Macy did not indulge because she chose not to.

Maybe she had self-control and maybe she had self-respect and maybe she was more emotionally mature than her peers. Regardless, she set a high standard for herself and sometimes she wondered if it was because of her mother and her father. Her mother because Macy was honestly embarrassed at what mom was and had no desire to be like her. And dad because he had died young and Macy had never gotten a chance to really know him, but she felt that she owed it to his memory to conduct herself in a way that would have made him proud.

Macy, of course, never admitted this to anyone, let alone mom.
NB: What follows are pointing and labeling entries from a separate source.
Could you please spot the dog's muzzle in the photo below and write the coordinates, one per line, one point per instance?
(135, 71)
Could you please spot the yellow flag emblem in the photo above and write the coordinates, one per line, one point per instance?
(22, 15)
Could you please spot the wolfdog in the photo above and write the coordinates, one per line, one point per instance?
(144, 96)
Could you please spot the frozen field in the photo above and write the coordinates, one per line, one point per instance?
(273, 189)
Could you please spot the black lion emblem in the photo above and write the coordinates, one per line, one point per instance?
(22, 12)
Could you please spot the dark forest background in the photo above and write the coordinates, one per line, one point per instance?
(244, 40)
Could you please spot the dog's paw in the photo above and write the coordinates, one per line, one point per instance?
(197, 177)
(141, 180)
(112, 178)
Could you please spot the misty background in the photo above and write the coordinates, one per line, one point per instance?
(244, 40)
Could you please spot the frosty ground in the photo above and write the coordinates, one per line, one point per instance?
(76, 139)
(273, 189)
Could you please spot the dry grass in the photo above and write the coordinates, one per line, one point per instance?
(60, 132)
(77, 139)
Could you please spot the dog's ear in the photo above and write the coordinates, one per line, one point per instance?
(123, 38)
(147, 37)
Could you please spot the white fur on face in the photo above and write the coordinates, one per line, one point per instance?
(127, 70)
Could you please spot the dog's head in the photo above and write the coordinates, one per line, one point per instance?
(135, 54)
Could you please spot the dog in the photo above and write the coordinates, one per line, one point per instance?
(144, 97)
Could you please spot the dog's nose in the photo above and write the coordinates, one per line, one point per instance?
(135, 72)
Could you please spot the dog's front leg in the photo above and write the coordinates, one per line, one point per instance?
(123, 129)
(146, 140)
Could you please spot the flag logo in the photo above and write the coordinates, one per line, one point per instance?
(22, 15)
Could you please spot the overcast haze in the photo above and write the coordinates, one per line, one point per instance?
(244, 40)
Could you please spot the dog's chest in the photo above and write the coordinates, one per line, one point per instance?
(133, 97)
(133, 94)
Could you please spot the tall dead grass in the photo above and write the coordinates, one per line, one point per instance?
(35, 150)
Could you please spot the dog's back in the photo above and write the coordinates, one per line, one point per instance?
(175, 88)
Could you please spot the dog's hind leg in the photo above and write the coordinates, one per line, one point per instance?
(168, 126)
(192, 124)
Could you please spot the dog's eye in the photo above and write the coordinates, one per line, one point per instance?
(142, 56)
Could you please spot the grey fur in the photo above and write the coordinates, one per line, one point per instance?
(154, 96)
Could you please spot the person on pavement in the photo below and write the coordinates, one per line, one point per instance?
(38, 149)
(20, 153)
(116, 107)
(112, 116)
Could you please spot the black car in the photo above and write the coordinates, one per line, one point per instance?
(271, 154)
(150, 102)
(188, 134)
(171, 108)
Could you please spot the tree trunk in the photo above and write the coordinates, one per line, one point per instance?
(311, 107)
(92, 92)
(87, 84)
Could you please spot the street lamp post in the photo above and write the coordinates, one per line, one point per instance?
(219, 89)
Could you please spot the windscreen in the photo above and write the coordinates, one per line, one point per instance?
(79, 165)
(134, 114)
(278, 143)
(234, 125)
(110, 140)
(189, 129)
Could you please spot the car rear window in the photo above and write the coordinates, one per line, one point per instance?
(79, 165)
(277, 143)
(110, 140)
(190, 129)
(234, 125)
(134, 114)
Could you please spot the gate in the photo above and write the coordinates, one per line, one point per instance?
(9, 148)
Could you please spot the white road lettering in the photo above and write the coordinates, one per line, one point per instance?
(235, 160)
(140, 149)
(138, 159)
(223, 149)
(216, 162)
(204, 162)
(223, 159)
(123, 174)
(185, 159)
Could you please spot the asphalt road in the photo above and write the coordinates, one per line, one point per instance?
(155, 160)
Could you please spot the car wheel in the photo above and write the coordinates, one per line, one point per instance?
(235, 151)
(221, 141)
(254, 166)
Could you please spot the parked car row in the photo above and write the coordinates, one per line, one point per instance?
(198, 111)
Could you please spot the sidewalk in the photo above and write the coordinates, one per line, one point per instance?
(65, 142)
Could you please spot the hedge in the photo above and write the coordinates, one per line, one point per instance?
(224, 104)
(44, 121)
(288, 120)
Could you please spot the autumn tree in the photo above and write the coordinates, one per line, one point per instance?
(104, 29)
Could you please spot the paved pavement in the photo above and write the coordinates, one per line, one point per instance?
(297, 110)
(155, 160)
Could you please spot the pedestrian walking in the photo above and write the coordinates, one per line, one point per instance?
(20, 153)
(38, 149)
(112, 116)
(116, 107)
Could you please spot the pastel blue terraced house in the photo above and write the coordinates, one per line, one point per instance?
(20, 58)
Because mom didn’t like to talk about dad. Whenever his name was mentioned she dropped into one of her funks and the only person who could get her out of it was Jim Beam. Macy sometimes thought that mom wanted her to run wild, would have been much happier if her only daughter fell from grace, stopped being such a “goody-two-shoes” as she often called her.

And how was that for parenting?

Mom would get a kick out of this, though. Macy attacking another girl and getting suspended—dear God, suspended—pending an investigation. Macy had a funny feeling she would laugh when she heard, say something stupid like, well, well, you’re just like the rest of us after all, aren’t you?

And that was the thing, wasn’t it?

Macy did not want to be like the rest.

She worked hard, studied hard, set high standards for herself to follow and now that had all come crashing down. She’d assaulted Chelsea Paris. Of all the impossible, unexplainable things.

She’d never live this down.

Half way down 7th, Macy suddenly looked up.